「自分一人でどんなに頑張っても、どんなに勉強しても開かない扉がある。それがちょうどいい時に出会った人物によって、スッと開かれることがあるんです」(撮影:岡本隆史)
演劇の世界で時代を切り拓き、第一線を走り続ける名優たち。その人生に訪れた「3つの転機」とは――。半世紀にわたり彼らの仕事を見つめ、綴ってきた、エッセイストの関容子が聞く。第20回は俳優の佐藤浩市さん。22歳で出会った相米慎二監督に、演技の解釈は一つじゃないことを教わったと語る佐藤さん。30代での阪本順治監督との出会いと共に、適切な時期の、幸運な出会いだったと語ります――(撮影:岡本隆史)

<前編よりつづく

大きな勘違いで数年芝居に苦しんだ

ところで、第1の転機となるのは、どのあたりでしょうか。

――どんな時にどんな人物と出会えたかが大きな転機になるんだと僕は思うんです。自分一人でどんなに頑張っても、どんなに勉強しても開かない扉がある。それがちょうどいい時に出会った人物によって、スッと開かれることがあるんです。その出会いは運でもあるんですけどね。

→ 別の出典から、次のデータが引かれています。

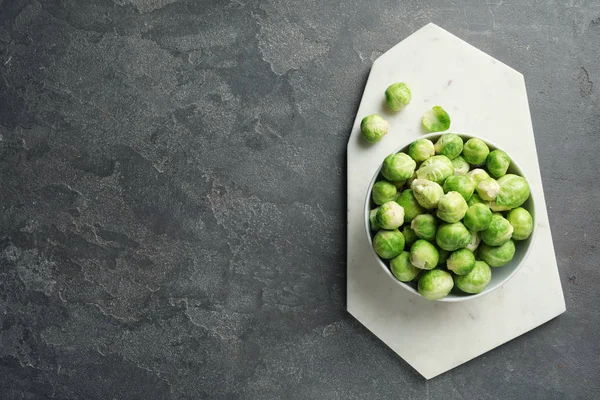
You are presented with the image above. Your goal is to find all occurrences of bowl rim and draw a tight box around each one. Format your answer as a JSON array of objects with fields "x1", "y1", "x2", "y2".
[{"x1": 364, "y1": 132, "x2": 537, "y2": 303}]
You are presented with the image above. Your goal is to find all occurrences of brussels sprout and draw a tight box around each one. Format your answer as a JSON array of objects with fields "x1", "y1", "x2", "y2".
[
  {"x1": 467, "y1": 193, "x2": 492, "y2": 208},
  {"x1": 452, "y1": 156, "x2": 471, "y2": 175},
  {"x1": 463, "y1": 203, "x2": 492, "y2": 232},
  {"x1": 369, "y1": 207, "x2": 380, "y2": 231},
  {"x1": 402, "y1": 225, "x2": 419, "y2": 247},
  {"x1": 381, "y1": 153, "x2": 417, "y2": 181},
  {"x1": 376, "y1": 201, "x2": 404, "y2": 229},
  {"x1": 476, "y1": 178, "x2": 500, "y2": 201},
  {"x1": 396, "y1": 189, "x2": 425, "y2": 222},
  {"x1": 453, "y1": 261, "x2": 492, "y2": 294},
  {"x1": 467, "y1": 168, "x2": 490, "y2": 186},
  {"x1": 463, "y1": 138, "x2": 490, "y2": 165},
  {"x1": 390, "y1": 251, "x2": 422, "y2": 282},
  {"x1": 465, "y1": 231, "x2": 481, "y2": 252},
  {"x1": 435, "y1": 222, "x2": 471, "y2": 251},
  {"x1": 417, "y1": 269, "x2": 454, "y2": 300},
  {"x1": 479, "y1": 240, "x2": 515, "y2": 267},
  {"x1": 371, "y1": 181, "x2": 398, "y2": 206},
  {"x1": 436, "y1": 192, "x2": 469, "y2": 223},
  {"x1": 481, "y1": 214, "x2": 513, "y2": 245},
  {"x1": 385, "y1": 82, "x2": 412, "y2": 111},
  {"x1": 506, "y1": 207, "x2": 533, "y2": 240},
  {"x1": 421, "y1": 106, "x2": 450, "y2": 132},
  {"x1": 444, "y1": 175, "x2": 475, "y2": 200},
  {"x1": 410, "y1": 214, "x2": 438, "y2": 240},
  {"x1": 446, "y1": 249, "x2": 475, "y2": 275},
  {"x1": 435, "y1": 133, "x2": 463, "y2": 160},
  {"x1": 496, "y1": 174, "x2": 530, "y2": 209},
  {"x1": 373, "y1": 229, "x2": 404, "y2": 260},
  {"x1": 417, "y1": 156, "x2": 454, "y2": 184},
  {"x1": 360, "y1": 114, "x2": 388, "y2": 143},
  {"x1": 485, "y1": 150, "x2": 510, "y2": 178},
  {"x1": 408, "y1": 139, "x2": 435, "y2": 162},
  {"x1": 410, "y1": 179, "x2": 444, "y2": 209}
]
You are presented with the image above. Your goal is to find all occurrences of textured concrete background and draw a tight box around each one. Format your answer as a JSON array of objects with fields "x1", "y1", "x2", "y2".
[{"x1": 0, "y1": 0, "x2": 600, "y2": 400}]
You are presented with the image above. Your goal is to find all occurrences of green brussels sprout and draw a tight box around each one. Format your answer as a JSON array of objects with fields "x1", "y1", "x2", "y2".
[
  {"x1": 390, "y1": 251, "x2": 422, "y2": 282},
  {"x1": 410, "y1": 214, "x2": 438, "y2": 240},
  {"x1": 475, "y1": 178, "x2": 500, "y2": 201},
  {"x1": 376, "y1": 201, "x2": 404, "y2": 229},
  {"x1": 435, "y1": 133, "x2": 463, "y2": 160},
  {"x1": 410, "y1": 179, "x2": 444, "y2": 209},
  {"x1": 467, "y1": 193, "x2": 492, "y2": 208},
  {"x1": 371, "y1": 181, "x2": 398, "y2": 206},
  {"x1": 496, "y1": 174, "x2": 530, "y2": 210},
  {"x1": 453, "y1": 261, "x2": 492, "y2": 294},
  {"x1": 381, "y1": 153, "x2": 417, "y2": 181},
  {"x1": 463, "y1": 203, "x2": 492, "y2": 232},
  {"x1": 410, "y1": 239, "x2": 439, "y2": 269},
  {"x1": 369, "y1": 207, "x2": 380, "y2": 231},
  {"x1": 417, "y1": 269, "x2": 454, "y2": 300},
  {"x1": 385, "y1": 82, "x2": 412, "y2": 111},
  {"x1": 506, "y1": 207, "x2": 533, "y2": 240},
  {"x1": 467, "y1": 168, "x2": 490, "y2": 187},
  {"x1": 421, "y1": 106, "x2": 450, "y2": 132},
  {"x1": 463, "y1": 138, "x2": 490, "y2": 165},
  {"x1": 436, "y1": 192, "x2": 469, "y2": 223},
  {"x1": 435, "y1": 222, "x2": 471, "y2": 251},
  {"x1": 396, "y1": 189, "x2": 425, "y2": 222},
  {"x1": 479, "y1": 240, "x2": 515, "y2": 267},
  {"x1": 481, "y1": 213, "x2": 513, "y2": 245},
  {"x1": 444, "y1": 175, "x2": 475, "y2": 201},
  {"x1": 485, "y1": 150, "x2": 510, "y2": 178},
  {"x1": 408, "y1": 139, "x2": 435, "y2": 163},
  {"x1": 446, "y1": 249, "x2": 475, "y2": 275},
  {"x1": 452, "y1": 156, "x2": 471, "y2": 175},
  {"x1": 417, "y1": 156, "x2": 454, "y2": 184},
  {"x1": 360, "y1": 114, "x2": 388, "y2": 143},
  {"x1": 465, "y1": 231, "x2": 481, "y2": 252},
  {"x1": 373, "y1": 229, "x2": 404, "y2": 260},
  {"x1": 402, "y1": 225, "x2": 419, "y2": 247}
]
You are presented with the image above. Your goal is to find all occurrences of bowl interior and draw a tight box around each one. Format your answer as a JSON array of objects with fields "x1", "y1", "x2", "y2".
[{"x1": 364, "y1": 133, "x2": 536, "y2": 302}]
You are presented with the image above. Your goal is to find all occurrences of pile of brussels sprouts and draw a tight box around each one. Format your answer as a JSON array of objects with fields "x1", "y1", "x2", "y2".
[{"x1": 369, "y1": 133, "x2": 533, "y2": 300}]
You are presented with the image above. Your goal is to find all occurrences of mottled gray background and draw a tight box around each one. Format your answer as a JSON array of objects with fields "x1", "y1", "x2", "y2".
[{"x1": 0, "y1": 0, "x2": 600, "y2": 400}]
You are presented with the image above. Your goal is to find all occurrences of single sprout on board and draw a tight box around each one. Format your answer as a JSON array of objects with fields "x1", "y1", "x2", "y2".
[
  {"x1": 360, "y1": 114, "x2": 388, "y2": 143},
  {"x1": 446, "y1": 249, "x2": 475, "y2": 275},
  {"x1": 454, "y1": 261, "x2": 492, "y2": 294},
  {"x1": 408, "y1": 139, "x2": 435, "y2": 163},
  {"x1": 444, "y1": 175, "x2": 475, "y2": 201},
  {"x1": 479, "y1": 240, "x2": 515, "y2": 267},
  {"x1": 436, "y1": 192, "x2": 469, "y2": 223},
  {"x1": 410, "y1": 214, "x2": 438, "y2": 241},
  {"x1": 371, "y1": 181, "x2": 398, "y2": 206},
  {"x1": 435, "y1": 222, "x2": 471, "y2": 251},
  {"x1": 506, "y1": 207, "x2": 533, "y2": 240},
  {"x1": 417, "y1": 156, "x2": 454, "y2": 184},
  {"x1": 410, "y1": 179, "x2": 444, "y2": 209},
  {"x1": 481, "y1": 213, "x2": 514, "y2": 247},
  {"x1": 410, "y1": 239, "x2": 439, "y2": 269},
  {"x1": 373, "y1": 229, "x2": 404, "y2": 260},
  {"x1": 485, "y1": 150, "x2": 510, "y2": 179},
  {"x1": 421, "y1": 106, "x2": 450, "y2": 132},
  {"x1": 385, "y1": 82, "x2": 412, "y2": 111},
  {"x1": 390, "y1": 251, "x2": 422, "y2": 282},
  {"x1": 417, "y1": 269, "x2": 454, "y2": 300},
  {"x1": 463, "y1": 138, "x2": 490, "y2": 165},
  {"x1": 435, "y1": 133, "x2": 463, "y2": 160}
]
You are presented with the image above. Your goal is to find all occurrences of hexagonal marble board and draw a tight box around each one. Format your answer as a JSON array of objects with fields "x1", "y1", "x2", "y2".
[{"x1": 347, "y1": 24, "x2": 565, "y2": 379}]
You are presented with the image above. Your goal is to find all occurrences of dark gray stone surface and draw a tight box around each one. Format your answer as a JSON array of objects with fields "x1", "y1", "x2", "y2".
[{"x1": 0, "y1": 0, "x2": 600, "y2": 400}]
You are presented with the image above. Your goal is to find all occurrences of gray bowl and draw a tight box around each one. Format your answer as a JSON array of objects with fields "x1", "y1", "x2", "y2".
[{"x1": 364, "y1": 133, "x2": 537, "y2": 302}]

第1の転機は相米慎二監督との出会いだったと思います。僕は22歳という若さでその出会いがあった。それが《勘違いだったかもしれない》ということも含めて、あの出会いは大きかったと思いますね。

 

その作品は83年公開の『魚影の群れ』。下北半島の漁港・大間で喫茶店を経営する青年が佐藤浩市。その恋人が夏目雅子。その父親で鮪の一本釣りをする荒くれの漁師が緒形拳。

――相米さんから教わったのは、解釈は一つじゃない、ということ。「悲しみも、怒りも一つじゃねぇ。その怒りを十個やってみろ。泣くから悲しいのかお前。悲しいから笑うんだろう」。そういうことを教わった。

でも具体的に教えてくれるような楽な人じゃなかったから。「てめぇ、バカ野郎、自分で考えろ。下手糞、もう一回!」しか言わなかったですね。

最初に雅子ちゃんとの出会いのシーンがあって、次に緒形さんが僕の喫茶店に乗り込んでくるシーン。それこそ何十回やってもオッケーが出ず、もうどうしようもなくなって、僕は勝手に考えて、『少年マガジン』を持って便所に入っちゃった。

キンコーンって扉が開く音がして緒形さんが乗り込んでくる。でもそこにいるはずの俺がいない。緒形さんが困ってるのもわかるわけですよ。

それからトイレを流して「いらっしゃい」って出て行って芝居を続けたら、それがオッケーになったんですよ。やったぁ!と、それが勘違いの始まり。

突飛なことをすればいいんだという大勘違いをして、3、4年、芝居で苦しみました(笑)。緒形さんはあの時、「芝居変えて、この野郎、やりやがったな畜生」と思ったんでしょうね。撮影の終盤のシーンで、思いっ切り引っ叩かれましたから。(笑)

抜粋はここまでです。